Ed Yeates ReportingIn his State of the Union address last night, President Bush called upon hospitals to develop more computerized systems to monitor and prevent medical errors.
Coincidentally, his words came on the heels of a collaborative study out of Utah, which for the first time tracked adverse events involving medical devices.
LDS Hospital, The University of Utah Hospital and the FDA were all involved in this latest study that shows a pressing need to do more surveillance of medical devices.
All medical machines have their own alarms when something goes wrong. But you have to hear them. A computerized hospital-wide system at LDS Hospital called HELP already red flags adverse drug interactions. But monitoring medical devices is something new that's just been added to the software.
Dr. Scott Evans, LDS Hospital Informatics: "So you don't have to be in that patient's room. You can be anywhere in that area."
But this is just a beginning. The Utah study shows a much more active surveillance system is needed to identify things that can happen with medical devices. Instead of current statistics which show adverse events only affect one in every one thousand patients - the study documents 64 out of every one thousand patients.
Matthew Samore, M.D., Clinical Epidemiology, U of U Hospital: "The more intensive surveillance methods yielded much higher rates of detection of device problems than traditional voluntary reporting."

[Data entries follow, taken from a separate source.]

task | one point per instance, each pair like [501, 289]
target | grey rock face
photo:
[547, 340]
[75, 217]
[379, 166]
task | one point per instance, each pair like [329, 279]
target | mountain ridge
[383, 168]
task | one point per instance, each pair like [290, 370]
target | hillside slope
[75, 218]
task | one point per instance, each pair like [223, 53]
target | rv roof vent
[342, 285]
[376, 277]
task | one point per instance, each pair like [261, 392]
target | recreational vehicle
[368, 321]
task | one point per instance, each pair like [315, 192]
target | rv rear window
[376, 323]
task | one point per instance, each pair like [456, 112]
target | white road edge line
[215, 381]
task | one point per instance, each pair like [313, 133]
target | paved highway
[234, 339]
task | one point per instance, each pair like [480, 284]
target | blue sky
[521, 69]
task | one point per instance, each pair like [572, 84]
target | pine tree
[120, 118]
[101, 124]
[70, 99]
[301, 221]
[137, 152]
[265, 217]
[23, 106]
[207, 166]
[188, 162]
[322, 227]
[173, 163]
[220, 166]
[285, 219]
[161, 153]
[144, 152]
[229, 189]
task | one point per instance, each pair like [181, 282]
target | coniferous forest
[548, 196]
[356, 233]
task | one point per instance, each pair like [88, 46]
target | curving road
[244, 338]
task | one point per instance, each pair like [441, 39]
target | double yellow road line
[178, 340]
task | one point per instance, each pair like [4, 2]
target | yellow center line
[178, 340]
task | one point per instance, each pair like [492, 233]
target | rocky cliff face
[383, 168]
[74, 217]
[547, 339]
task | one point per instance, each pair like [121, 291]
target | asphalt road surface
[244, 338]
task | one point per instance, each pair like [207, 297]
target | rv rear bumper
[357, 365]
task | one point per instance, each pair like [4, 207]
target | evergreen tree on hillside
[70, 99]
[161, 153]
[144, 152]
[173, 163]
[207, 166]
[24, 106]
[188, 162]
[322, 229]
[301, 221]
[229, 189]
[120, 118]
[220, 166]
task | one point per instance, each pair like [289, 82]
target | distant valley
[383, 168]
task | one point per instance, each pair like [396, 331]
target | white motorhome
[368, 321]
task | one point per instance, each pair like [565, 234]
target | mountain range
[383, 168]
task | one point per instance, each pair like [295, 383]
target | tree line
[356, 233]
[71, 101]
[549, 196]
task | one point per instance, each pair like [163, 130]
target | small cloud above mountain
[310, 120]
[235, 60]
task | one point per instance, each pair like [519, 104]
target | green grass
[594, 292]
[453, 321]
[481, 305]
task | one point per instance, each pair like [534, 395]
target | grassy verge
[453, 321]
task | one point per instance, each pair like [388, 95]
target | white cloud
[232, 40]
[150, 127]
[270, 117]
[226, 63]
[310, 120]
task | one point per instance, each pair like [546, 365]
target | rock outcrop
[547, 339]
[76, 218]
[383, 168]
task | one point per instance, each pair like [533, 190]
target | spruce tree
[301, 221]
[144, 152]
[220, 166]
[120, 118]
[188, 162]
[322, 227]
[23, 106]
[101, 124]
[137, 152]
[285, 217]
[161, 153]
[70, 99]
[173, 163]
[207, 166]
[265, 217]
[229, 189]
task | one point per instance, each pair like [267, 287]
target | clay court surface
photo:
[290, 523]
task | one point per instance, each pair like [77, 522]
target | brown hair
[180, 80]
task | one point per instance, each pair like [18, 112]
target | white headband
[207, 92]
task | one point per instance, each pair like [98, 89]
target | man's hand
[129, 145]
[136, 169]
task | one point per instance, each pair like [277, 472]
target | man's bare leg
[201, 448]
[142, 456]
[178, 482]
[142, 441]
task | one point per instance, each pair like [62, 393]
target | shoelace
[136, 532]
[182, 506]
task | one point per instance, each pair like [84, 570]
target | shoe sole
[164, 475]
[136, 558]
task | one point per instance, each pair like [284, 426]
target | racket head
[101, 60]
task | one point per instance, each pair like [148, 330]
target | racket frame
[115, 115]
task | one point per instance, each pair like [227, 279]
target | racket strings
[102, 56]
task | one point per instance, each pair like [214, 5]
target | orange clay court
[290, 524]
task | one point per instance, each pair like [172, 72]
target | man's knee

So there's a need for better surveillance, but it's not easy. In hospitals, devices cover a broad spectrum. For example, everything in a room is a device - from monitors, pumps, even the bed, a bedpan, gloves - all devices.
Infection from a catheter tube, failed glue on a prosthetic knee joint, mistaken readings on a monitor. The list goes on.
More data needs to be collected, sorted out, and prioritized to see what can be tracked and red flagged by a more aggressive human and computer surveillance team.
The goal: to come up with a comprehensive surveillance program that can detect these adverse events when they're threatening, but not yet harmful to the patient.